Sebastian Hofmann

Personal information
- Date of birth: 12 September 1983 (age 42)
- Place of birth: Sinsheim, West Germany
- Height: 1.86 m (6 ft 1 in)
- Position: Forward

Youth career
- SV Rohrbach
- SV Sinsheim
- SV Sandhausen
- 0000–2002: Karlsruher SC
- 2002–2003: 1899 Hoffenheim

Senior career*
- Years: Team / Apps / (Gls)
- 2003–2006: 1899 Hoffenheim II / 35 / (3)
- 2003–2006: 1899 Hoffenheim / 17 / (4)
- 2006–2010: VfB Stuttgart II / 71 / (18)
- 2010–2011: FC Ingolstadt 04 / 14 / (3)
- 2011–2013: Jahn Regensburg / 11 / (1)
- 2013–2015: FC Nöttingen

= Sebastian Hofmann =

German footballer (born 1983)

Sebastian Hofmann (born 12 September 1983) is a former professional footballer who played as a forward who plays for GSV Maichingen.

== Career ==
Hofmann was born in Sinsheim. He made his debut at TSG 1899 Hoffenheim in 2003 in the Regionalliga Süd.

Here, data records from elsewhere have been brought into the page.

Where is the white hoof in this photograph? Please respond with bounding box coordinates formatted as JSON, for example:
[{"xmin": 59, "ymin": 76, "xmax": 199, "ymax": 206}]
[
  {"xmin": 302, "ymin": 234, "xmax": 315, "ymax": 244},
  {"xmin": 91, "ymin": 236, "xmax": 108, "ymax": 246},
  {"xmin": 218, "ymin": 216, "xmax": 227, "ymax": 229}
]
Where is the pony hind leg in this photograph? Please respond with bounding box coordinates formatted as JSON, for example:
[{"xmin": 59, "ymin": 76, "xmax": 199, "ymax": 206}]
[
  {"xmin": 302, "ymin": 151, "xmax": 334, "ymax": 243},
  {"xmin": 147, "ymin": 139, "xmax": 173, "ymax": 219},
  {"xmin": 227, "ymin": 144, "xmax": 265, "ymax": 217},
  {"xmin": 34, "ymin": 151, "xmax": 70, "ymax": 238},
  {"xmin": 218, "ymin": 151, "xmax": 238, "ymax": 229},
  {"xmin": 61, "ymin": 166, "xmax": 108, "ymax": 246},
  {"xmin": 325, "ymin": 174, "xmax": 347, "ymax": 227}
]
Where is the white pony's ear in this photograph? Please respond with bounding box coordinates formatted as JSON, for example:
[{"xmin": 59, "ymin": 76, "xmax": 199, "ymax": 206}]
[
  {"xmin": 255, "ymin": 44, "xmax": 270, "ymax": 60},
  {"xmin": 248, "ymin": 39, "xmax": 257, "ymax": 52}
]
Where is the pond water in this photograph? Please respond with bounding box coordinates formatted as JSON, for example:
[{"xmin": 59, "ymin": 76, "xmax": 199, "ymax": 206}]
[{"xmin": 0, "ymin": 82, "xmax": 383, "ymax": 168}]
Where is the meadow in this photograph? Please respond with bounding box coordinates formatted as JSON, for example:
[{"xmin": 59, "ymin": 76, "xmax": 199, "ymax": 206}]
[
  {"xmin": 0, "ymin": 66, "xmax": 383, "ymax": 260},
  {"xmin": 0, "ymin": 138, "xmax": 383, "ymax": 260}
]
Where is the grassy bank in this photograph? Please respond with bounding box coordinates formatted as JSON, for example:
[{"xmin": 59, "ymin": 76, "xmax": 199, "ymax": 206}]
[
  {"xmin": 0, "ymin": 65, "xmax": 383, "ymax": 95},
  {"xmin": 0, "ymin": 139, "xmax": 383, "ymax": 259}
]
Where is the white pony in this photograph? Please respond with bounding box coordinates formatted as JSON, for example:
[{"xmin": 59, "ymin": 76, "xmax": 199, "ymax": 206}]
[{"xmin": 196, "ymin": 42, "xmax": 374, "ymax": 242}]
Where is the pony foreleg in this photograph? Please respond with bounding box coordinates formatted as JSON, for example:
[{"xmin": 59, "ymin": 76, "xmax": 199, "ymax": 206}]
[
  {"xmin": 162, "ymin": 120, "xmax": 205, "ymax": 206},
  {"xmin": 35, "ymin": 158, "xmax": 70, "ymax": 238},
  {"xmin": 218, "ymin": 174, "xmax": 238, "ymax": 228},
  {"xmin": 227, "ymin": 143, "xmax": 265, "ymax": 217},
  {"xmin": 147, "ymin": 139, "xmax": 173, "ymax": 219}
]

In July 2006, he moved to VfB Stuttgart II on a free transfer. He made his debut at VfB Stuttgart II in a 0–0 draw against TSV 1860 München II in the 2006–07 season and scored his first goal against FC Ingolstadt 04. In the 2006–07 season he played 11 games and scored two goals. In the 2007–08 season, Hofmann played 24 games and scored nine goals. In the 2008–09 season he played 23 games and scored six goals. On 5 June 2009, he extended his contract at VfB until the end of June 2011. As he did not succeed in getting a place in Stuttgart's first team, he joined FC Ingolstadt in June 2010.